Human Interaction-Aware 3D Reconstruction from a Single Image¶
Conference: CVPR 2026 arXiv: 2604.05436 Code: None (Project page: jongheean11.github.io/HUG3D_project) Area: 3D Vision Keywords: Multi-person 3D reconstruction, human interaction, multi-view diffusion, physical constraints, occlusion completion
TL;DR¶
This paper proposes HUG3D, a framework that achieves high-fidelity textured 3D reconstruction of interacting multiple persons from a single image via perspective-to-orthographic view transformation, a group-instance multi-view diffusion model, and physics-aware geometry reconstruction, outperforming existing methods across CD/P2S/NC and other metrics.
Background & Motivation¶
- Background: Single-person 3D reconstruction has seen significant progress (SIFU/SiTH/PSHuman, etc.), but these methods focus exclusively on individual subjects and cannot handle multi-person interaction scenarios.
- Limitations of Prior Work: Multi-person scenes present three core challenges: (1) geometric complexity and perspective distortion—large depth variation in multi-person scenes invalidates the orthographic assumption; (2) lack of interaction awareness—independently reconstructing each person leads to physically implausible limb penetration and unnatural proximity; (3) missing geometry and texture in occluded regions—inter-person occlusion causes loss of critical body part information.
- Key Challenge: Existing methods treat each person independently, entirely ignoring group context and interaction priors, whereas physical plausibility in multi-person interaction (contact, penetration avoidance) requires global information.
- Goal: To reconstruct high-fidelity textured 3D models of multi-person interaction scenes from a single image while guaranteeing physical plausibility.
- Key Insight: Simultaneously exploiting group-level and instance-level information—implicitly learning interaction priors via diffusion models and explicitly enforcing contact and penetration avoidance via physical constraints.

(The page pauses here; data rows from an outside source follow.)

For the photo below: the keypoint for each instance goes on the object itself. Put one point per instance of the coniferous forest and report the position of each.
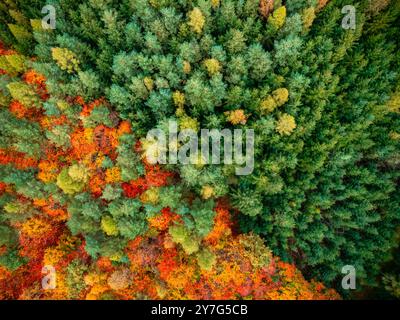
(84, 214)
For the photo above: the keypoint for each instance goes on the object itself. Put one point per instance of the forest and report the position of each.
(84, 214)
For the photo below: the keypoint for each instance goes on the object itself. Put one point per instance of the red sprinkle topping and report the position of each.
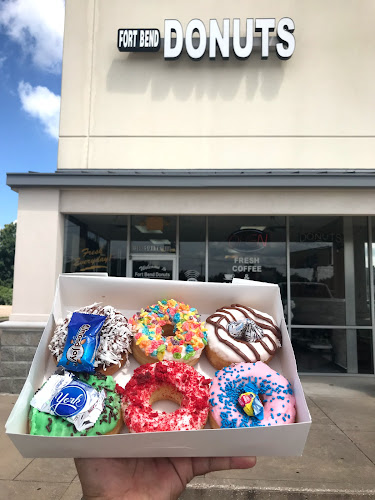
(139, 415)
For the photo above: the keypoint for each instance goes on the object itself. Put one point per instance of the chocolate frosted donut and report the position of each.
(115, 339)
(238, 334)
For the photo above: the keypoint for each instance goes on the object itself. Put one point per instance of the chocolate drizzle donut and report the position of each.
(224, 349)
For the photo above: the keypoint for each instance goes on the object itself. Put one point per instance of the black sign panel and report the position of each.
(151, 270)
(138, 40)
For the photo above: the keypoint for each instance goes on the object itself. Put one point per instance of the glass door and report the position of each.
(162, 267)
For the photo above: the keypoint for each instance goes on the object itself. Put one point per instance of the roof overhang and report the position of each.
(196, 179)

- Core Idea: A dual-level group/instance multi-view diffusion model for occlusion completion, combined with physics-based geometry optimization to ensure interaction plausibility.
Method¶
Overall Architecture¶
HUG3D consists of three stages: (1) the Pers2Ortho module converts the input perspective image into a canonical orthographic multi-view representation; (2) the HUG-MVD diffusion model jointly completes geometry and texture in occluded regions; (3) HUG-GR performs physics-aware geometry reconstruction and texture fusion. The input is a single RGB image; the output is a textured 3D mesh of interacting persons.
Key Designs¶
-
Perspective-to-Orthographic View Transformation (Pers2Ortho):
- Function: Eliminates perspective distortion and converts the input into a canonical orthographic representation compatible with multi-view diffusion models.
- Mechanism: SMPL-X meshes and camera parameters are first estimated using BUDDI, then the initial mesh is refined using depth/normals predicted by Sapiens to obtain partial 3D geometry \(\mathcal{M}\). Six orthographic cameras are placed around a normalized bounding box (azimuths 0°/45°/90°/180°/270°/315°). RGB information from the input image is transferred to each orthographic view via point cloud reprojection, yielding partial RGB conditional inputs \(x_{pcd}^{(i)}\).
- Design Motivation: Training multi-view diffusion models on perspective images is difficult (Fig. 3 provides comparisons). Orthographic representations encode geometric relationships more compactly, and the standardized camera layout makes it easier for the diffusion model to learn interaction patterns.
-
Group-Instance Multi-View Diffusion (HUG-MVD):
- Function: Jointly completes RGB images and normal maps for 6 orthographic views, simultaneously modeling group interaction and individual detail.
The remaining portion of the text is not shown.